Mesenteric arteries supply blood to the small intestine (superior mesenteric artery) and to the large intestine (inferior mesenteric artery). When mesenteric vessels become blocked, bypass surgery is performed to treat the problem.

Subclavian artery bypass and reconstruction

The subclavian artery supplies blood to the arms and head. It is located in the chest (thorax). When the subclavian vessels become blocked or diseased, bypass or reconstructive surgery is performed.

Varicose veins

Varicose veins occur in the legs and may become raised and noticeable. The varicose veins are often uncomfortable and aesthetically displeasing to the patient. Injection into the vein, called sclerotherapy, is a common treatment. The veins also can be “stripped” or removed surgically.

Vena caval filters

To prevent a blood clot (embolism) from moving from the blood vessels into the heart and lungs, a filter may be inserted into the large vessels. The permanent or removable filters trap emboli before they cause serious damage.
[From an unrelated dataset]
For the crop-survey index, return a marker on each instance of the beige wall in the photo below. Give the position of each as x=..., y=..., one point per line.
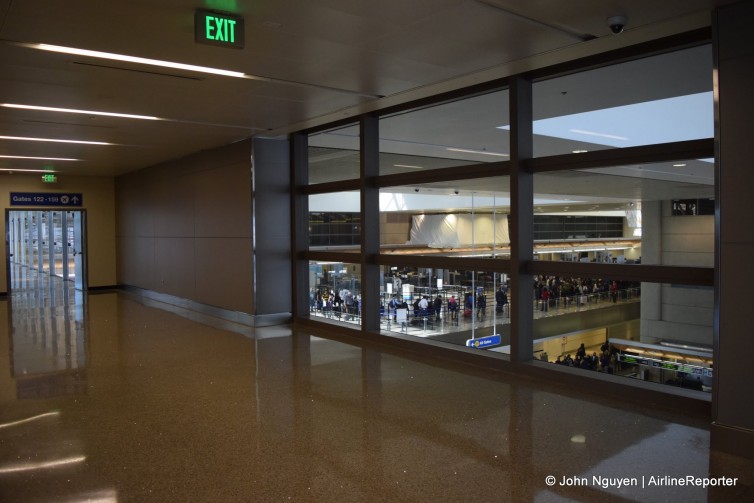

Diagnostic Procedures and Evaluations

The patient will undergo a complete history and physical examination. Screening studies may be performed and include duplex scan, segmental vascular studies, computed tomography (CT) scan and magnetic resonance angiography (MRA). When the evaluation is complete, the vascular surgeon will discuss the diagnosis and treatment choices, including the risks and benefits of any proposed procedure. This may be followed by endovascular therapy or open vascular surgery.

What to expect

Patient-focused care should be expected. The vascular surgeon will go over the evaluation results and proposed treatment. Since patients may differ significantly in their general health status, it is not possible to state specific expectations. The vascular surgeon will review the proposed procedure and may obtain additional medical consultation to ensure the patient is suitable candidate for surgery.